11:23:33 ...................F................SSSSSSSSS.............. 13157 / 13499 ( 97%)
11:23:45 ........................................................... 13216 / 13499 ( 97%)

Dangit. Thanks for digging that up.

I found MDEV-10529, which suggests that sleep() + max_statement_time is a fragile combination – according to that bug report, and the sleep docs, it’s in fact expected that a query with sleep() and nothing else will complete without error (and see sleep() return 1, rather than 0 as it would when not interrupted), yet when I try it out I always seem to get the “max_statement_time exceeded” error.
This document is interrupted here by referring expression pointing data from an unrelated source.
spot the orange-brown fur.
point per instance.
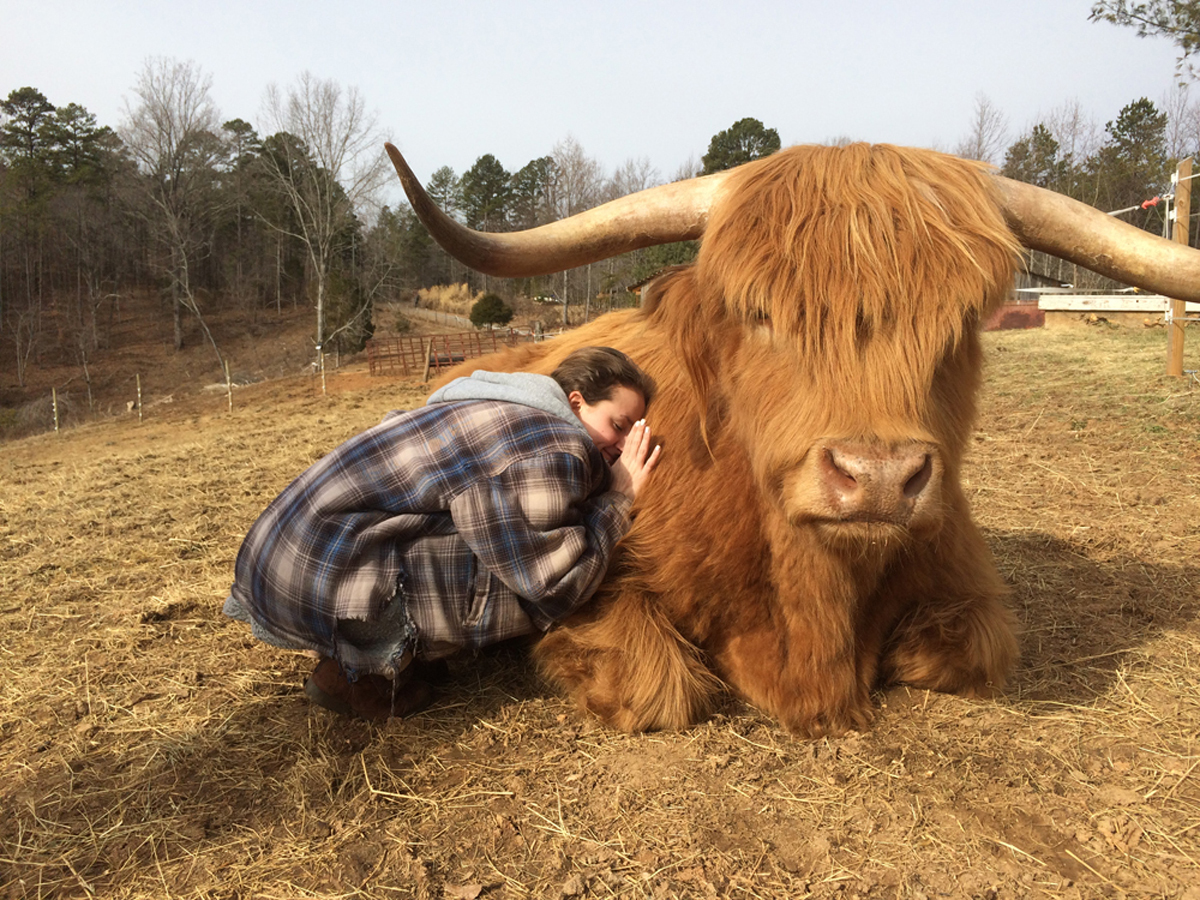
(837, 294)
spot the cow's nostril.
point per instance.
(915, 485)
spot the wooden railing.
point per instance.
(409, 355)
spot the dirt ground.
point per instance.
(149, 748)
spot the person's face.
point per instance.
(610, 420)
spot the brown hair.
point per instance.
(597, 371)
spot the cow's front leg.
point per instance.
(799, 661)
(622, 660)
(953, 631)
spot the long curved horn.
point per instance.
(1041, 219)
(659, 215)
(1054, 223)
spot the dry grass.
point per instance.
(151, 749)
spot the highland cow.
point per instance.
(808, 538)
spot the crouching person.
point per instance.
(489, 514)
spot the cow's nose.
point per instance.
(877, 483)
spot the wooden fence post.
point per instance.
(1180, 234)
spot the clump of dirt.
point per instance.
(151, 748)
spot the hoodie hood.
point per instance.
(525, 388)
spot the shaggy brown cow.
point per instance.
(807, 537)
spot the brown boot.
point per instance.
(371, 697)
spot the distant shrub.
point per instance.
(448, 298)
(491, 310)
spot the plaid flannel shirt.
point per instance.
(490, 519)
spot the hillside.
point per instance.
(138, 343)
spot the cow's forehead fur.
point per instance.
(840, 245)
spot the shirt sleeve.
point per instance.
(535, 528)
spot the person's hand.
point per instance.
(636, 462)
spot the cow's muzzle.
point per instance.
(843, 481)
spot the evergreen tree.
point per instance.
(744, 141)
(485, 195)
(1132, 167)
(490, 310)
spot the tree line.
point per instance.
(219, 216)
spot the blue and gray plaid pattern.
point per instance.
(490, 519)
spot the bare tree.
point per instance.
(688, 169)
(331, 168)
(577, 185)
(631, 177)
(988, 137)
(171, 133)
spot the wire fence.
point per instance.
(413, 355)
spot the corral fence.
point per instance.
(417, 354)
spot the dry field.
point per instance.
(150, 749)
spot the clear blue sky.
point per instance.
(453, 79)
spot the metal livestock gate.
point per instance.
(413, 355)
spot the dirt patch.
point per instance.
(150, 748)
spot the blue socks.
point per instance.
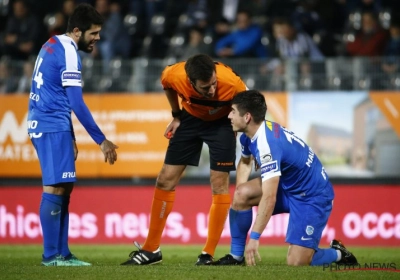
(63, 248)
(50, 217)
(240, 223)
(324, 256)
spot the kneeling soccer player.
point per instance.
(292, 180)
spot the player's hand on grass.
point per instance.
(109, 150)
(252, 252)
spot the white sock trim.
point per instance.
(339, 257)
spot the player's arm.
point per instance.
(83, 114)
(243, 170)
(264, 213)
(267, 204)
(86, 119)
(173, 101)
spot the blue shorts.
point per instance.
(56, 156)
(307, 218)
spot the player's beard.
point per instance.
(84, 45)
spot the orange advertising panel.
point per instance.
(136, 123)
(389, 104)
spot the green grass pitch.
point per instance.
(23, 262)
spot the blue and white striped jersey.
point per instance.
(279, 152)
(58, 65)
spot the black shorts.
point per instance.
(186, 145)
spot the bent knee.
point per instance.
(298, 260)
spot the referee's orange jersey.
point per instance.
(208, 109)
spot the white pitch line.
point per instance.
(391, 108)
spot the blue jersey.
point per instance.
(279, 152)
(57, 66)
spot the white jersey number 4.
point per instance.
(37, 74)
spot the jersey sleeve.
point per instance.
(269, 156)
(164, 77)
(244, 142)
(71, 74)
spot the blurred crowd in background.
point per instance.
(275, 44)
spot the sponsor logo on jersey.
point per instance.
(309, 230)
(68, 175)
(71, 76)
(225, 163)
(265, 158)
(276, 130)
(271, 166)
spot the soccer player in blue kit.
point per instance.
(292, 180)
(56, 90)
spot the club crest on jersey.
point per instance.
(265, 158)
(270, 166)
(309, 230)
(269, 125)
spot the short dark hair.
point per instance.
(199, 67)
(83, 17)
(253, 102)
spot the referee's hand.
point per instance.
(109, 150)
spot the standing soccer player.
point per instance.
(292, 180)
(56, 90)
(206, 89)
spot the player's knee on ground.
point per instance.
(298, 256)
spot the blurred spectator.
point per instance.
(145, 10)
(362, 5)
(196, 43)
(244, 41)
(197, 13)
(115, 40)
(364, 47)
(58, 23)
(279, 8)
(22, 32)
(371, 39)
(24, 83)
(306, 19)
(391, 59)
(295, 51)
(8, 82)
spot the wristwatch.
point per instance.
(176, 114)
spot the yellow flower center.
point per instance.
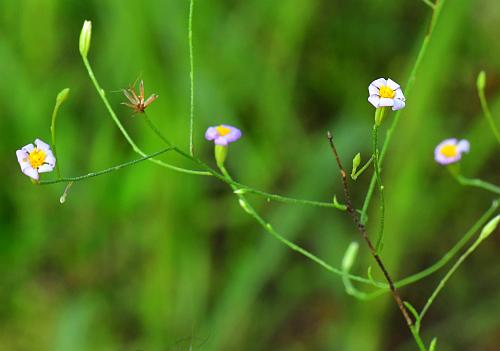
(386, 92)
(223, 130)
(37, 158)
(449, 150)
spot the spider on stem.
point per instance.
(137, 103)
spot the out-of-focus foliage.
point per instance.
(147, 259)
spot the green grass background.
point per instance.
(148, 259)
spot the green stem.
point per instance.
(105, 171)
(444, 259)
(191, 77)
(409, 85)
(241, 188)
(248, 208)
(418, 340)
(362, 169)
(112, 113)
(443, 281)
(285, 199)
(376, 164)
(429, 3)
(61, 97)
(486, 110)
(478, 183)
(453, 251)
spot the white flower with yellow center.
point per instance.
(36, 159)
(386, 93)
(450, 151)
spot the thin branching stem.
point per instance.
(362, 230)
(448, 275)
(191, 78)
(478, 183)
(376, 165)
(486, 109)
(105, 171)
(248, 208)
(409, 86)
(240, 188)
(122, 129)
(429, 3)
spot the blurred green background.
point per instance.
(148, 259)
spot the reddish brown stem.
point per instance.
(362, 229)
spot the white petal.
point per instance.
(463, 146)
(374, 100)
(30, 172)
(399, 95)
(28, 148)
(386, 102)
(45, 168)
(221, 141)
(392, 84)
(50, 158)
(398, 104)
(373, 90)
(42, 145)
(21, 155)
(379, 82)
(450, 141)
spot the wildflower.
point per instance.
(36, 159)
(386, 93)
(223, 134)
(450, 150)
(137, 101)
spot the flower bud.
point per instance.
(85, 36)
(62, 96)
(350, 256)
(355, 164)
(489, 227)
(481, 80)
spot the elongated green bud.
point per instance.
(85, 36)
(355, 164)
(350, 256)
(481, 80)
(62, 96)
(489, 227)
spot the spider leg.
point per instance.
(141, 90)
(150, 100)
(130, 97)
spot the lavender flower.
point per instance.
(36, 159)
(450, 151)
(223, 134)
(385, 93)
So my guess is that there’s a bug in MariaDB which causes the sleep() to only return 1 very rarely, but without that bug this test would always fail. (The test was added in 2022 btw.)

Change #1059302 had a related patch set uploaded (by Lucas Werkmeister (WMDE); author: Lucas Werkmeister (WMDE)):

[mediawiki/core@master] rdbms: Allow interrupted sleep() to return 1

https://gerrit.wikimedia.org/r/1059302

Change #1059302 merged by jenkins-bot:

[mediawiki/core@master] rdbms: Allow interrupted sleep() to return 1

https://gerrit.wikimedia.org/r/1059302

Errored again:

13:34:56 1) DatabaseMysqlTest::testQueryTimeout
13:34:56 Failed asserting that '1' is identical to 1.
13:34:56 
13:34:56 /workspace/src/tests/phpunit/integration/includes/db/DatabaseMysqlTest.php:61

Change #1061083 had a related patch set uploaded (by Dreamy Jazz; author: Dreamy Jazz):

[mediawiki/core@master] Fix inconsistently failing testQueryTimeout test

https://gerrit.wikimedia.org/r/1061083

Change #1061083 merged by jenkins-bot:

[mediawiki/core@master] Fix inconsistently failing testQueryTimeout test

https://gerrit.wikimedia.org/r/1061083

Dreamy_Jazz assigned this task to Lucas_Werkmeister_WMDE.

Tentatively resolving this as mitigations for this have been implemented.